Le 30 juillet 1944, Jean Bayssade est abattu par des Stukas. Grièvement blessé, il parvient toutefois à sauter en parachute et à atterrir dans une clairière remplie d’Allemands. Fait prisonnier, il est interné dans les camps de Buchau puis de Lodz où il retrouve Constantin Feldzer. Transféré au Stalag IXB de Bad Ord en novembre, il est intégré au commando Stockstadt dans une papeterie où le travail est épuisant. Le 15 décembre au soir, Bayssade profite d’un concours de circonstance et s’évade. Repris après 9 jours de marche, il se retrouve à Limbourg le jour de Noël 1944 et quelques jours plus tard au camp de Bad Orb. Libéré début avril par les Américains, Raymond Bayssade rallie Paris le 21 avril 1945, d’où il est aussitôt dirigé vers l’hôpital de Chaptal ; il pèse 46 kg.

Le 1er août 1944, les YAK-3, redoutables avions de combat, remplacent les YAK-9.

Hélas, cette 1ère campagne à causé la perte ou la disparition de 21 pilotes. Le Groupe affaibli ne compte plus que 4 pilotes issus de l’unité formée à Rayak.

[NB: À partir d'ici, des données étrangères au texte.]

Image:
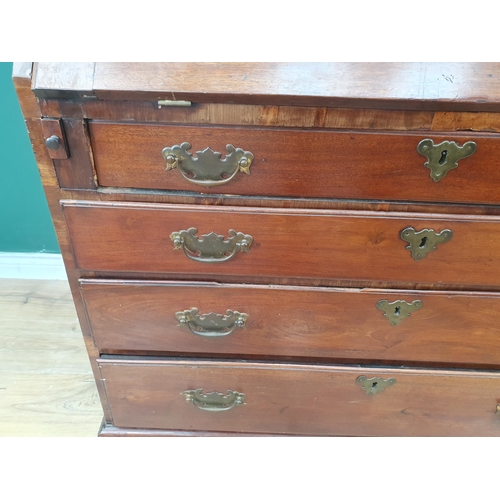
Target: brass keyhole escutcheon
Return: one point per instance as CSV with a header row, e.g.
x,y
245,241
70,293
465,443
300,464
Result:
x,y
374,385
399,310
423,242
443,157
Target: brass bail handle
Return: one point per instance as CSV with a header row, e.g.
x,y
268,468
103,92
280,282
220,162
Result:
x,y
211,248
443,157
214,401
211,324
207,169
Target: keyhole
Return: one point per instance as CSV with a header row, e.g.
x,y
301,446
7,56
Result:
x,y
442,160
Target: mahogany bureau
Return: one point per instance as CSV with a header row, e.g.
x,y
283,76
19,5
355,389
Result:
x,y
279,249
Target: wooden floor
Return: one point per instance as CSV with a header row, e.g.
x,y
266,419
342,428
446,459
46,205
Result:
x,y
46,384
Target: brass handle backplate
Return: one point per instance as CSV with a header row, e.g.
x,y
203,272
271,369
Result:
x,y
374,385
208,169
423,242
211,324
441,158
399,310
211,247
214,401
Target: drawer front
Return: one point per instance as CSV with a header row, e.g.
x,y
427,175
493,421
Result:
x,y
301,399
385,325
298,163
283,243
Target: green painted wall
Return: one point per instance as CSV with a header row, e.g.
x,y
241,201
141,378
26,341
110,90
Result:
x,y
25,223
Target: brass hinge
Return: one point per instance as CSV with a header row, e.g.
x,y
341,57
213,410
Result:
x,y
166,102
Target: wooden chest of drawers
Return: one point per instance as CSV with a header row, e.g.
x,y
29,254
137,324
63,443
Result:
x,y
285,249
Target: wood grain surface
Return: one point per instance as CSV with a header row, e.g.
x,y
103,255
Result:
x,y
301,322
302,164
287,243
303,399
448,86
46,383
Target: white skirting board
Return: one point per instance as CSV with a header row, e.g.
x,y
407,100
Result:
x,y
42,266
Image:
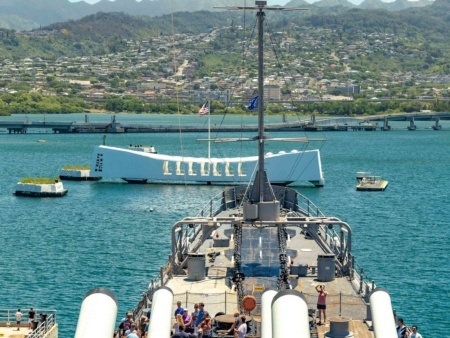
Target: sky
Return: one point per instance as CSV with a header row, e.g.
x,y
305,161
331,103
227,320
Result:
x,y
269,2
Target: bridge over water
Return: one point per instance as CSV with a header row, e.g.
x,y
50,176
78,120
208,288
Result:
x,y
313,124
367,122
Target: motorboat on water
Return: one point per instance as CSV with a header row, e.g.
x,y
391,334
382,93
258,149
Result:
x,y
371,183
265,251
40,187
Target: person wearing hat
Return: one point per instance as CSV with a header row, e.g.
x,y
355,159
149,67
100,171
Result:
x,y
178,310
187,319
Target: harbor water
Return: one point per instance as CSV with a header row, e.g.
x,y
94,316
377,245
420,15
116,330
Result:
x,y
117,235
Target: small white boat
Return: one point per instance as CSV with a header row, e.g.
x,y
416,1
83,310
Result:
x,y
40,187
371,183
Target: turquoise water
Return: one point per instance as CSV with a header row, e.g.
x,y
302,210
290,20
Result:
x,y
105,235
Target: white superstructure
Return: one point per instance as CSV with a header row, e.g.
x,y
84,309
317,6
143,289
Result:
x,y
134,165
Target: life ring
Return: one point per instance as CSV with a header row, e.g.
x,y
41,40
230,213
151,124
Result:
x,y
249,303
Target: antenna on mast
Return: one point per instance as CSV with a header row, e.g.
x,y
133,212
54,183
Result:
x,y
262,204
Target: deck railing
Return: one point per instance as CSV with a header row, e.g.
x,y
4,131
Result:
x,y
44,321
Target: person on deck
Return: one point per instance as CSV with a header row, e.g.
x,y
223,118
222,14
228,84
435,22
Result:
x,y
31,315
178,310
237,322
401,328
18,316
413,333
322,303
241,331
201,313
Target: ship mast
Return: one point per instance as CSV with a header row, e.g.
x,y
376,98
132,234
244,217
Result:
x,y
262,204
261,168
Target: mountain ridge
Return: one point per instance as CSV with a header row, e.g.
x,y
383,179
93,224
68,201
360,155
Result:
x,y
23,14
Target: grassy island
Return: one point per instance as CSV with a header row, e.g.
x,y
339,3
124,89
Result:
x,y
76,167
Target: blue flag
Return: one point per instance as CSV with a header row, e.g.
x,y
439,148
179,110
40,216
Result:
x,y
253,103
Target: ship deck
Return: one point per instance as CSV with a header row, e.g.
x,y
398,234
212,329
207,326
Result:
x,y
11,330
217,291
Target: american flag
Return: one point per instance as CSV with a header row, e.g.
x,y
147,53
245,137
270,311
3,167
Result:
x,y
204,109
253,103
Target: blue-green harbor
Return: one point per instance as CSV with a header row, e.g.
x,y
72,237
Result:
x,y
117,235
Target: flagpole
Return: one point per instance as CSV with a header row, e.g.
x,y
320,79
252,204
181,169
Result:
x,y
209,128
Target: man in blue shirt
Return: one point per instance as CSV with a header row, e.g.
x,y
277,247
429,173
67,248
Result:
x,y
201,313
179,309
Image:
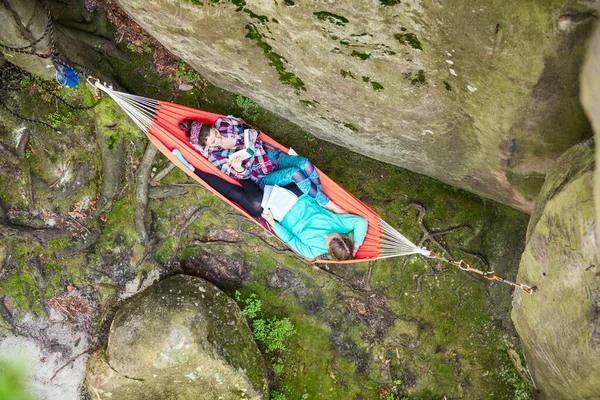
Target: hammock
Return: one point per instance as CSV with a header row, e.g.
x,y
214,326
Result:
x,y
160,122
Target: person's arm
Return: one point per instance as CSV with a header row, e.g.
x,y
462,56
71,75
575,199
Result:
x,y
223,163
359,226
290,239
180,157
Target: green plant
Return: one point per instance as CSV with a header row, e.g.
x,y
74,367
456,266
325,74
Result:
x,y
28,150
252,305
186,74
277,365
275,395
60,119
12,381
25,82
250,109
271,334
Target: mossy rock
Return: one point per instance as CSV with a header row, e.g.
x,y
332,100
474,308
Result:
x,y
480,95
560,324
181,336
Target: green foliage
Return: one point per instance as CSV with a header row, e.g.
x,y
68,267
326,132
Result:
x,y
275,395
187,74
270,334
250,109
252,305
25,82
12,385
28,150
61,119
334,19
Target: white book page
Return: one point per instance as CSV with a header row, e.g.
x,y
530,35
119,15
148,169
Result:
x,y
280,201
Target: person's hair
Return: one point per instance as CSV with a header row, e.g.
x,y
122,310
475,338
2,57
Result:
x,y
340,248
187,124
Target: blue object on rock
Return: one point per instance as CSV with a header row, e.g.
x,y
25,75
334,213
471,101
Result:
x,y
66,76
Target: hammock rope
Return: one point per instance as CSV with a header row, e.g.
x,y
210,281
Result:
x,y
160,122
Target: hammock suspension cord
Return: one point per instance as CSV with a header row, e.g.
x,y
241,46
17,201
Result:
x,y
392,243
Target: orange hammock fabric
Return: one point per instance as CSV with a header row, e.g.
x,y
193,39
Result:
x,y
166,135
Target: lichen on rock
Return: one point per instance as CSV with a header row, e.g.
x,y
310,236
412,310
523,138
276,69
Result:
x,y
181,336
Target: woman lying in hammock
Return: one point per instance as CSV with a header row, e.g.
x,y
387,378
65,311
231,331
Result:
x,y
267,166
313,231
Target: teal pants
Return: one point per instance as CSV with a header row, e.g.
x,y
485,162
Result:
x,y
296,169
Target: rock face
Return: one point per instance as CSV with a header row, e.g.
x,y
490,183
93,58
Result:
x,y
182,338
480,95
560,325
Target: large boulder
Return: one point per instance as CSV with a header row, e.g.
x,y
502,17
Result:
x,y
560,324
481,95
182,338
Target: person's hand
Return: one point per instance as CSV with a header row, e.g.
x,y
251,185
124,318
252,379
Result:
x,y
268,216
236,163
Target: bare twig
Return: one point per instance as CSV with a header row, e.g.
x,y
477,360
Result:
x,y
69,362
162,173
64,171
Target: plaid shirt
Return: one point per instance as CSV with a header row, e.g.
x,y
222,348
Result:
x,y
257,166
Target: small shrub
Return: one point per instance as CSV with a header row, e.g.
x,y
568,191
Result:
x,y
275,395
270,334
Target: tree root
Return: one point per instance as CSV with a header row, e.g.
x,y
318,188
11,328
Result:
x,y
185,226
141,193
8,229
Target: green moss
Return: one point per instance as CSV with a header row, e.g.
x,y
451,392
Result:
x,y
418,79
346,74
310,103
275,59
362,56
261,18
333,18
409,39
239,3
377,86
351,127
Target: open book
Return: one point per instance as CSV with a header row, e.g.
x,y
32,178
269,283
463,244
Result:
x,y
248,150
278,200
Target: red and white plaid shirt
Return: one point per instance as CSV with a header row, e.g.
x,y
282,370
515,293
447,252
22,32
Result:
x,y
254,167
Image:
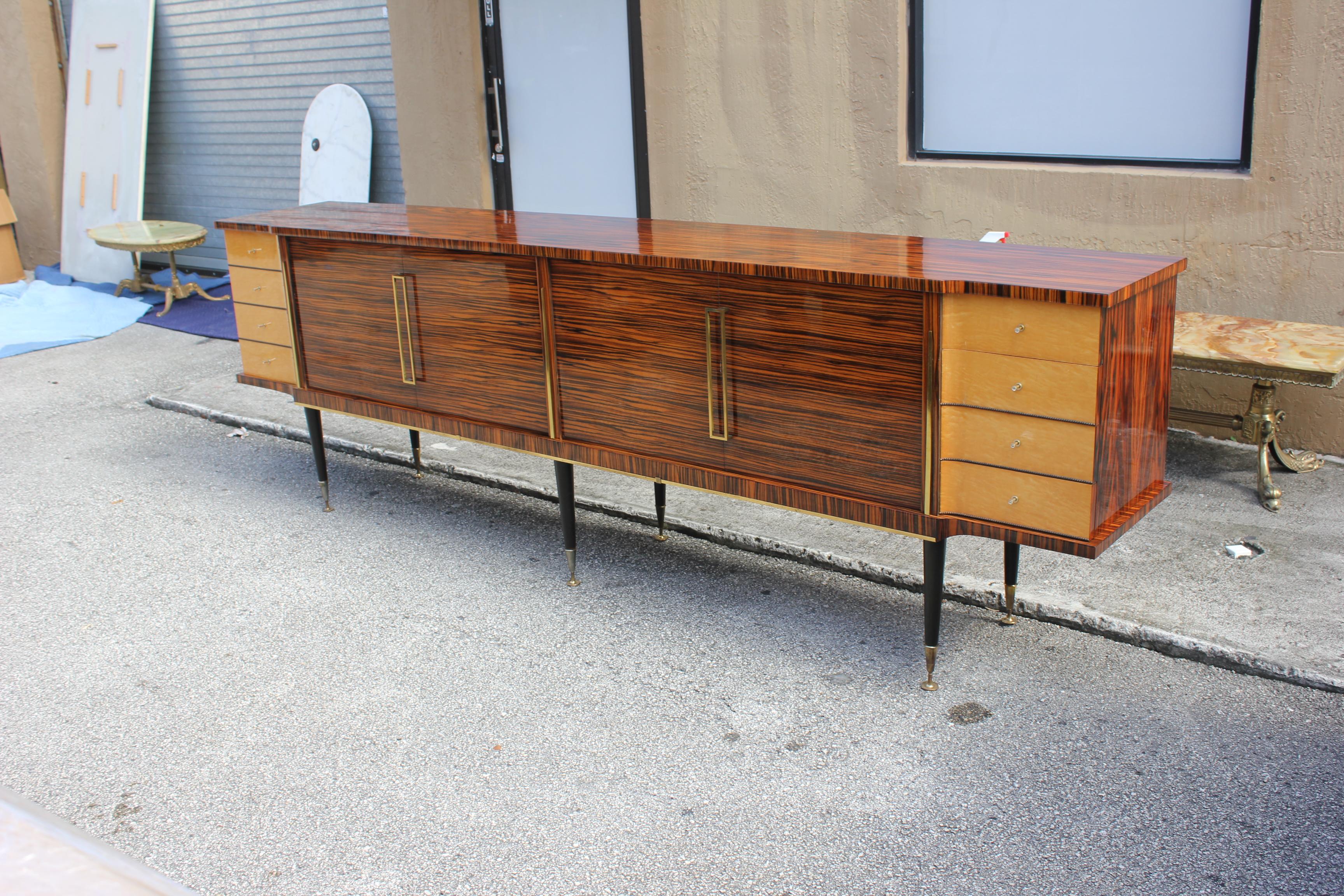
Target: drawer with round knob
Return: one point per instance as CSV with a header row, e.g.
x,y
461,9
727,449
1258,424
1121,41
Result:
x,y
1025,328
1025,500
1020,385
264,324
269,362
1019,443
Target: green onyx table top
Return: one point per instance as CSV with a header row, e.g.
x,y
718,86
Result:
x,y
148,236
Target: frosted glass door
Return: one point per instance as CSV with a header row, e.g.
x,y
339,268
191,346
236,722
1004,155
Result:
x,y
568,82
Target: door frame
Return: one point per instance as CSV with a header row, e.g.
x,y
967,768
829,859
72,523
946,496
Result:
x,y
496,108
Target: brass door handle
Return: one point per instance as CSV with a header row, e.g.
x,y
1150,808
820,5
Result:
x,y
402,312
717,371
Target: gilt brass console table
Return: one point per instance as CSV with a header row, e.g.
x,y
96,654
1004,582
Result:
x,y
168,237
1268,352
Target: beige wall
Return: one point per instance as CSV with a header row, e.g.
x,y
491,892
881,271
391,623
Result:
x,y
440,103
792,112
33,125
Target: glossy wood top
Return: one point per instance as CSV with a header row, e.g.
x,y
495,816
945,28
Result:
x,y
1073,276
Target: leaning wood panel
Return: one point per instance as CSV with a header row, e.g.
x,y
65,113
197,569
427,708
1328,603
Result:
x,y
631,355
1135,398
1019,443
1018,499
826,387
1020,385
1018,327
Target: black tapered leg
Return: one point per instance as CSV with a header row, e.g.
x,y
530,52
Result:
x,y
416,453
315,438
936,558
660,504
565,488
1013,553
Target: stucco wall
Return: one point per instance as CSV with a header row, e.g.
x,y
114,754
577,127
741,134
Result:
x,y
33,127
792,112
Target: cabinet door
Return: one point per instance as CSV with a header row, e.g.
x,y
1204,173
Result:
x,y
826,387
347,322
478,331
631,350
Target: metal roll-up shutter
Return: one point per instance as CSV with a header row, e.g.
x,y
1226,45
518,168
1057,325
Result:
x,y
230,84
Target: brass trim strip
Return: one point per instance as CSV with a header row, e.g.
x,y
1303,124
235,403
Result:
x,y
724,367
543,295
401,307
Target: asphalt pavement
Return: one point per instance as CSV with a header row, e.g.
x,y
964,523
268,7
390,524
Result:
x,y
402,696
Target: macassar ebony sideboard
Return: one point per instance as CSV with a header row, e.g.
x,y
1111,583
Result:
x,y
928,387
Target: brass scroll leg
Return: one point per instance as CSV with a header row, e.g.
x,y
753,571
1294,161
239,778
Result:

Le “Normandie” prend ses quartiers d’hiver à Toula au sud de Moscou et le 29 décembre 1943 le général Bouscat lui attribue le statut de Régiment.

Combat aérien entre 5 YAK et 12 F.W.109

Constantin Feldzer est abattu le 1er août 1944 au dessus d'Eidtkunein en Prusse Orientale, au cours d'un engagement entre 5 Yak du Normandie et 12 F.W.190. Il saute en parachute et tombe dans Vilkavichi, à 130 km de Königsberg.
Immédiatement capturé, il est emmené à la Kommandantur.
Sérieusement brûlé aux mains et au visage, il a du mal à parler tellement ses lèvres sont enflées et restera aveugle pendant 8 jours. Incarcéré au camp de Lodz, Constantin y retrouve Bayssade.
Après Nuremberg, il arrive à Aschaffenburg, d’où il parvient à s’évader le 5 mars 1945 avec deux officiers soviétiques (Ivan Griaznov et Philippe Goureev). Les trois hommes marchent en direction de l’ouest et uniquement de nuit.
Après une vingtaine de nuits de marche, les trois hommes traversent enfin le front germano-américain près de Darmasdt le 25 mars 1945. Le 30 juin 1945, il se porte volontaire pour combattre contre le Japon.

Le 16 octobre 1944, le “Normandie-Niémen” débute l’offensive contre la Prusse orientale en remportant 29 victoires en une seule journée. Elle sera la première unité française à poser le pied en Allemagne sur le terrain de Gross-Kalweitchen.
Le 7 décembre 1944, le Régiment se rend à Moscou pour y rencontrer le général de Gaulle, lequel décorera deux jours plus tard le fanion du “Normandie-Niémen” de la Croix de la Libération.